Tuesday, April 3, 2012

Reading Less to Do More

I read a lot of blogs. It's a pretty entertaining pastime, and it always gives me something interesting to think and talk about. A friend of mine asked me how I find the blogs I read, and the answer is I hardly even know. Sure there are some I subscribe to, others I just check up on, and sometimes I follow links to other authors or articles, or just read the comments and check out new sites that way. It's usually good times - I learn lots and enjoy seeing people's different perspectives on the world.

However, all this internet reading can also be a time suck, and a number of ideas I've read recently are conglomerating in my brain to make me more critical about how I spend my time including time online.

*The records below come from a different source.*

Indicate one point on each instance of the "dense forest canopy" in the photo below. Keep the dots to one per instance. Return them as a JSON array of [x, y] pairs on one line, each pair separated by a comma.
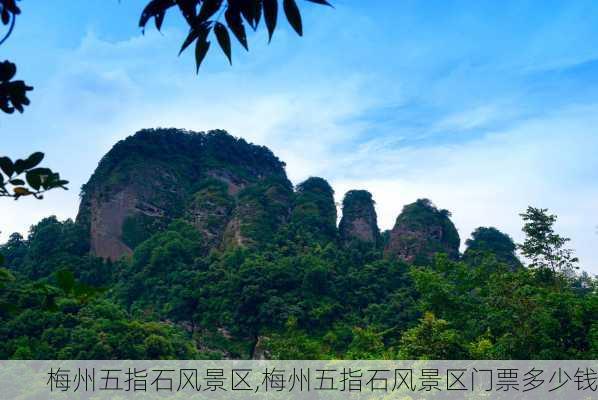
[[299, 288]]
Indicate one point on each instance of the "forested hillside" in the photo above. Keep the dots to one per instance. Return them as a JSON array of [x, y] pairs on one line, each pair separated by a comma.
[[192, 245]]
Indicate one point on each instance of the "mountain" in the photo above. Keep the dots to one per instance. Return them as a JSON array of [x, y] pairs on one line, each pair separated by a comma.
[[227, 188], [206, 250], [420, 231], [359, 221], [236, 194]]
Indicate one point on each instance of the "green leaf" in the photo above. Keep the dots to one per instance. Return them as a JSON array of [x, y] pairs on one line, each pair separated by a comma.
[[223, 40], [65, 280], [201, 49], [7, 166], [235, 24], [293, 15], [20, 166], [270, 16], [193, 34]]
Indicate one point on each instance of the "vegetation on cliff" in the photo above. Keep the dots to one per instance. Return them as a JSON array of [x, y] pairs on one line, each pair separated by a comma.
[[250, 266]]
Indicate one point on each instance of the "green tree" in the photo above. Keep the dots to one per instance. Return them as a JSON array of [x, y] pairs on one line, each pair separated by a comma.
[[542, 246]]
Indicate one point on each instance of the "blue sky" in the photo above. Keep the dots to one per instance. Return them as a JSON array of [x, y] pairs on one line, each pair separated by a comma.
[[484, 107]]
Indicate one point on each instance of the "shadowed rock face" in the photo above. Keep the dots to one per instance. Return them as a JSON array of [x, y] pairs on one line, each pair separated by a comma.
[[421, 231], [155, 176], [359, 221], [314, 210], [490, 241]]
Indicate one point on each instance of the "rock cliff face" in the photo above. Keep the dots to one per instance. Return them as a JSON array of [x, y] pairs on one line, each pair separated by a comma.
[[489, 240], [236, 194], [421, 231], [314, 210], [359, 221], [213, 180]]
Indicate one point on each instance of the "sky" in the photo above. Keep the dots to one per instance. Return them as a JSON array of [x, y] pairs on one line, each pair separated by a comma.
[[483, 107]]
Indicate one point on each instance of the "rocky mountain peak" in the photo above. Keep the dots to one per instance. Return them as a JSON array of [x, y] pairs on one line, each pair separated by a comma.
[[359, 221], [420, 231]]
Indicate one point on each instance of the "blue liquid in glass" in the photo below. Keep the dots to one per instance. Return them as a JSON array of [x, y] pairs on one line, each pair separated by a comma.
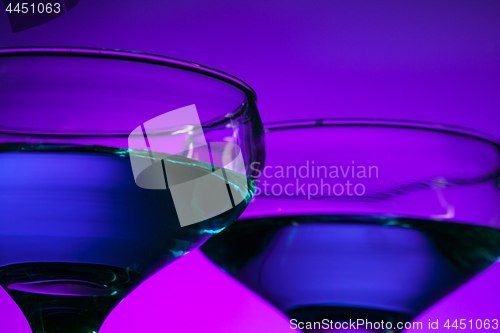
[[77, 234]]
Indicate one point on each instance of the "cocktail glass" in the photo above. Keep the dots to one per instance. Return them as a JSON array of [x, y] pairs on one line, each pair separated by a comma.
[[360, 225], [112, 165]]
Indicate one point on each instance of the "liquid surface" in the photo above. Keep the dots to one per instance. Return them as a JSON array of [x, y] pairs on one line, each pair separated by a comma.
[[353, 267], [77, 234]]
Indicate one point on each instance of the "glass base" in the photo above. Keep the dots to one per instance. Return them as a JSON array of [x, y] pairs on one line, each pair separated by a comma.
[[67, 297]]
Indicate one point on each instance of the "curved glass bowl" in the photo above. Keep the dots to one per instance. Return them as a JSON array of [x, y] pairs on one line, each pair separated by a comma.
[[365, 219], [112, 165]]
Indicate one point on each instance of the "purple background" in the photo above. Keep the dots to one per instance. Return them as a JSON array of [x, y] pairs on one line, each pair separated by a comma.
[[436, 61]]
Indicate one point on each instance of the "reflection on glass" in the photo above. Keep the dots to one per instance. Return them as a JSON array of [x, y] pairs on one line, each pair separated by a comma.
[[79, 229], [365, 221]]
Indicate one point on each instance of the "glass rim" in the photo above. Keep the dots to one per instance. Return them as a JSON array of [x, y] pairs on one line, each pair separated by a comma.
[[143, 57], [115, 54], [372, 122]]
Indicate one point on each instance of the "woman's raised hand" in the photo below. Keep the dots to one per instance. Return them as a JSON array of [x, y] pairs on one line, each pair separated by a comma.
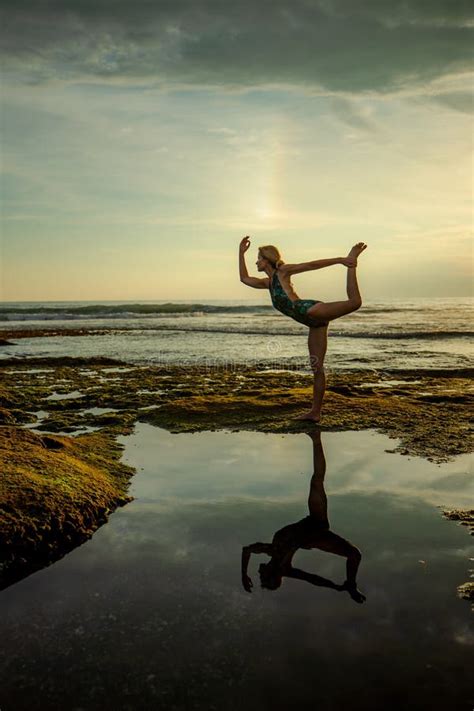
[[349, 262], [244, 244]]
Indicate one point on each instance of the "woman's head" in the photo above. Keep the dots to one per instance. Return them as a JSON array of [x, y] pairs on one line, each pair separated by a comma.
[[268, 254], [270, 576]]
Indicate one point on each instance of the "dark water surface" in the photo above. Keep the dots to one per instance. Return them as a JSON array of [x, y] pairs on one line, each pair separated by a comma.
[[151, 614]]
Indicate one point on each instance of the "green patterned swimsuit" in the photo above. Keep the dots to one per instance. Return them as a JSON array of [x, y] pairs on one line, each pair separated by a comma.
[[294, 309]]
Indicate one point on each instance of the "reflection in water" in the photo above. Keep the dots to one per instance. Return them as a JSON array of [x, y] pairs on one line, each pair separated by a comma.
[[311, 532]]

One piece of the puzzle is minimalism and the journey Matt and I are on changing our relationship with stuff. Rather than taking our identity from it, we want to filter what we own by what we value, love and use. It has been a big deal to question, "If it doesn't relate to who I am, why keep it on my shelves or in a box in the closet?" and it has been refreshing to find that removing excess and distracting belongings creates more space and appreciation for what's left. Since letting go of the cheap jewellery I never wear, I've begun actually wearing the jewellery I love. Now that my jewellery isn't "organized" so that it fits packed in a certain space as long as I don't. touch. anything. I can actually see what I own and decide what to wear.

When it comes to the internet, a lot of the reading I do is not very purposeful, but I have all kinds of blogs in my reader that I just read to keep on top of. It's a habit, and it's comforting because I don't have to sit around thinking of my own ideas, I can just soak up other people's. Lately though, I've been feeling like my mind is so full of stuff that there isn't room to take in more new information. I don't want to spend my free time living 9 lives vicariously through strangers on the internet. At this point I have been exposed to a lot of ideas and lifestyles, and now I should probably give more time to living things out than just reading about them.

Related to this is an interesting point I've learned in frugality, and another piece of my time puzzle, that if you don't shop for it you won't buy it. And when you don't buy it, very often you can do without it. A great practice (especially since Matt and I are only two people and both adults) is to skip a week of grocery shopping and eat the food you bought because it was on sale/you had a coupon/you thought you'd use it for that new recipe you never actually made. I am all for having things on hand, but it is so easy to forget they are there when they are stacked at the back of a cupboard and you're buying new food you actually want to eat. I am doing Jello penance this week because I discovered four boxes of it that I don't even remember buying. I am sure it was on sale because I know myself, but it literally could have been last Fall that I bought it (I can imagine my train of thought exactly: "sale! and it won't go bad! and... we eat jello... sometimes....? I'll take FOUR"). So I made a box and have eaten two cups of jello this week. So far. Three boxes to go. And next time I want to buy Jello on sale, I will remember how it's not THAT good and that I left one box in the cupboard as insurance. And not later eat 8 cups of jello in a week.

How does Jello relate to me and my time? I have a ton of ideas, things I want to do and write and learn, but there is such a constant flow of new content to my mind, that I never get to do real justice to those sparks of true inspiration that pop up every once in a while. If I don't spend so much time "shopping" for new ideas, I won't fill my mind-cupboards up with stuff I don't really want to eat. And maybe I can finally fulfill some of those ideas I've been thinking of for so long!